First, a quick note about Seed and Series A rounds of funding. Seed rounds are used to fund very early-stage companies and help get a product to market. They typically range from $250,000 to $3-million and require a good idea in a massive market with a killer team. On the other hand, Series A rounds are about funding growth. They range from $5-million to tens of millions. Companies that raise these types of rounds have usually demonstrated meaningful traction in their market, like 20 to 30 per cent growth of a key metric each month.

Here are a few tips based on what I think we did right.

1. Have one jaw-dropping metric.

While a seed round is about selling a dream, a Series A is about selling traction. To be successful, you'll need at least one killer metric that demonstrates momentum in your market. For Wealthsimple, it was 10 per cent week-over-week growth in funded clients for 20 consecutive weeks. A killer metric does two things. First, it proves that people want your product. Second, it gives your sponsor (e.g., your internal champion at a venture capital fund) something to sell to their colleagues.
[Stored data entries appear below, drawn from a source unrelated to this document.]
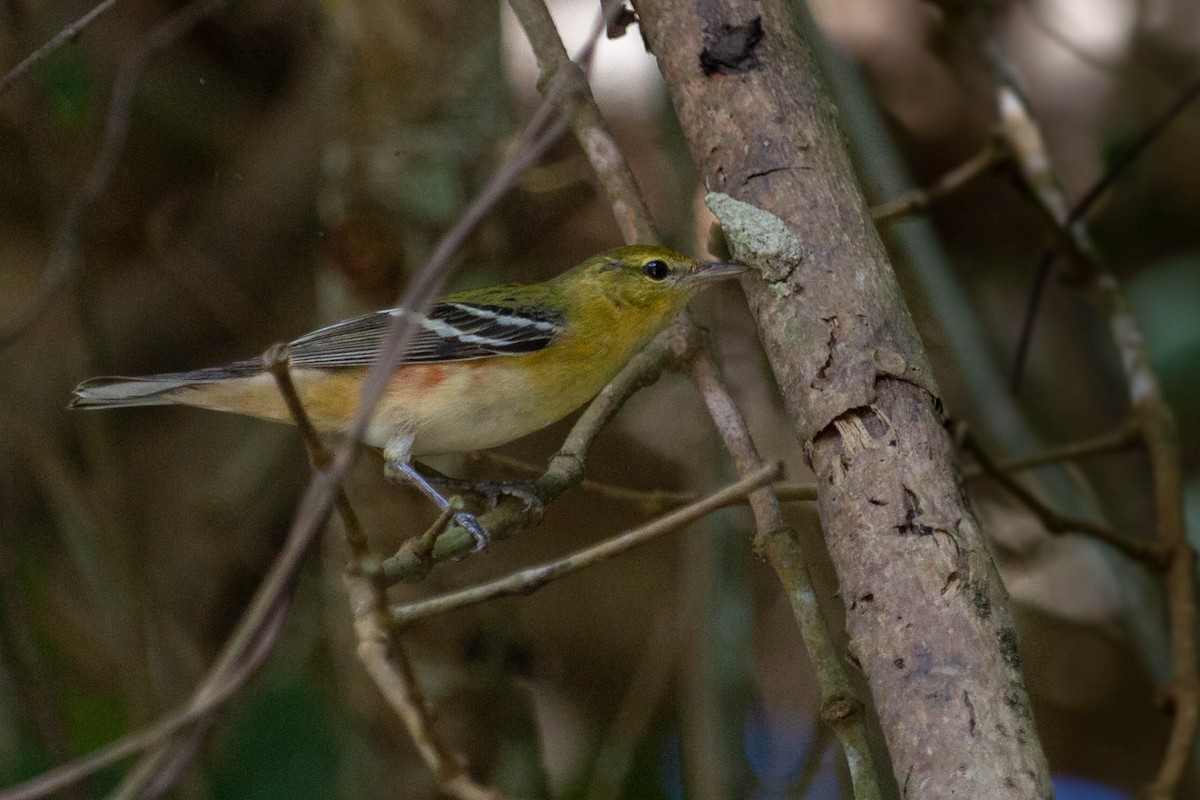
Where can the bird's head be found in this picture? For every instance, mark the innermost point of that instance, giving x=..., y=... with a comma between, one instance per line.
x=652, y=280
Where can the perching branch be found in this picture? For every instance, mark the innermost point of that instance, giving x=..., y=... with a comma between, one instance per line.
x=840, y=705
x=927, y=614
x=379, y=648
x=414, y=559
x=645, y=500
x=529, y=579
x=623, y=196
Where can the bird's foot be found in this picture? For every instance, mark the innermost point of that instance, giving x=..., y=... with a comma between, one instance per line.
x=471, y=523
x=490, y=491
x=523, y=491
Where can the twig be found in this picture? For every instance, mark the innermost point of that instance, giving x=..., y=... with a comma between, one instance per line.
x=840, y=704
x=414, y=560
x=1122, y=438
x=591, y=130
x=117, y=126
x=379, y=649
x=57, y=41
x=647, y=500
x=277, y=362
x=636, y=226
x=919, y=199
x=1059, y=523
x=1042, y=274
x=1149, y=407
x=529, y=579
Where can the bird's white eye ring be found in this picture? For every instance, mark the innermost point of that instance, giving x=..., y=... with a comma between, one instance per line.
x=655, y=270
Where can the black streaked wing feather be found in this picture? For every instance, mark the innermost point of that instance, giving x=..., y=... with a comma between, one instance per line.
x=451, y=331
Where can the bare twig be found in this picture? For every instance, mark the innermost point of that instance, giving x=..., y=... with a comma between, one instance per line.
x=529, y=579
x=57, y=41
x=1123, y=438
x=1056, y=523
x=919, y=199
x=646, y=500
x=1149, y=407
x=1126, y=160
x=379, y=648
x=587, y=122
x=117, y=126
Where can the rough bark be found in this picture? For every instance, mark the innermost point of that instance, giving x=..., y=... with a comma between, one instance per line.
x=927, y=614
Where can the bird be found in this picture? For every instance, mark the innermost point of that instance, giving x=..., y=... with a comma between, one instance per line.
x=484, y=366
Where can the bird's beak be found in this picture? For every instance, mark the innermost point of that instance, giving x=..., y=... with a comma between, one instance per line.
x=713, y=271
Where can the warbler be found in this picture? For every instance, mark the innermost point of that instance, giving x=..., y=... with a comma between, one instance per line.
x=484, y=367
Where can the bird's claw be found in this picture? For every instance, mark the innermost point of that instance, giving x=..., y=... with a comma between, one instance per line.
x=523, y=491
x=471, y=523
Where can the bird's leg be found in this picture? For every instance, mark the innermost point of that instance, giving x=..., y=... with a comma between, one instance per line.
x=399, y=465
x=492, y=491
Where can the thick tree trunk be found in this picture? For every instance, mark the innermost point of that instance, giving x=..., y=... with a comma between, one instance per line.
x=927, y=613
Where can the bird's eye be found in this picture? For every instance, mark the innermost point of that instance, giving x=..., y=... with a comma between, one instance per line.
x=655, y=270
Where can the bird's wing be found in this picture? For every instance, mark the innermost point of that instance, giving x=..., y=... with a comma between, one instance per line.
x=451, y=331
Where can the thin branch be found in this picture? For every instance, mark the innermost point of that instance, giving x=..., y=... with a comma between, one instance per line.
x=379, y=648
x=840, y=704
x=61, y=262
x=279, y=364
x=529, y=579
x=1042, y=275
x=646, y=500
x=67, y=34
x=1059, y=523
x=1122, y=438
x=1150, y=408
x=591, y=130
x=414, y=559
x=919, y=199
x=636, y=226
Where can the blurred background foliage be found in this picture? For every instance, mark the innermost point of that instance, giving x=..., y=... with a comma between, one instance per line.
x=289, y=164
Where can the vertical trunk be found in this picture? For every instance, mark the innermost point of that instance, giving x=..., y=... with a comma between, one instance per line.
x=927, y=614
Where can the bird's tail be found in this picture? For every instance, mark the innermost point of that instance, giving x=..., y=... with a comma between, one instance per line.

If you don't yet have a killer metric to show, don't raise a Series A. Until then, focus on building a product people love. Great numbers follow great products.

2. Your investors don't have to be in venture capital.

We closed our $30-million round with a strategic partner, Power Financial, one of the world's largest financial institutions. I see many entrepreneurs focus exclusively on venture capitalists, and often exclusively on top-tier VC funds. That's a mistake. Strategic partners bring deep pockets, distribution and expertise that can help you grow your business. They have the most to lose from your disruptive technology and the most to gain by partnering. They are typically less experienced venture investors and open to non-traditional deal structures. On the other hand, they can be slower to work with. If you plan to pursue strategic partners, try to get a warm introduction, invest early in building the relationship and make sure you're working with a decision maker.

3. Create options for yourself.

You want to create options to generate the best terms. Getting your first term sheet will take time and require building relationships. It took us three months. From the day we launched, we met regularly with a small group of venture and strategic partners we thought could be a fit. Once we had our first term sheet, we used that to drive urgency with other potential partners. Within two weeks, we had three term sheets and interest from several other companies.

4. Set deadlines to create urgency.

Fundraising has a nasty habit of dragging on. As soon as you have a term sheet, set a closing schedule to drive urgency with potential investors. You don't have to stick to it, but you'll find things move way faster with a deadline. Try to agree on a timeline before signing a term sheet. They often include things like exclusivity and non-disclosure clauses which limit your leverage.

5. Don't stop building.

Most importantly, don't stop building. Fundraising can be a huge distraction. It's important to stay focused along the way. If the deal doesn't work, you still have to build your company. Plus showing rapid progress to potential partners can be very powerful. We met our partner the week we launched. When we met again four weeks later, we had launched two mobile apps and four weeks after that we launched a new business line. The momentum we showed between meetings was one of the most compelling reasons for the investment in Wealthsimple. Execution speed is one of your biggest assets as a startup.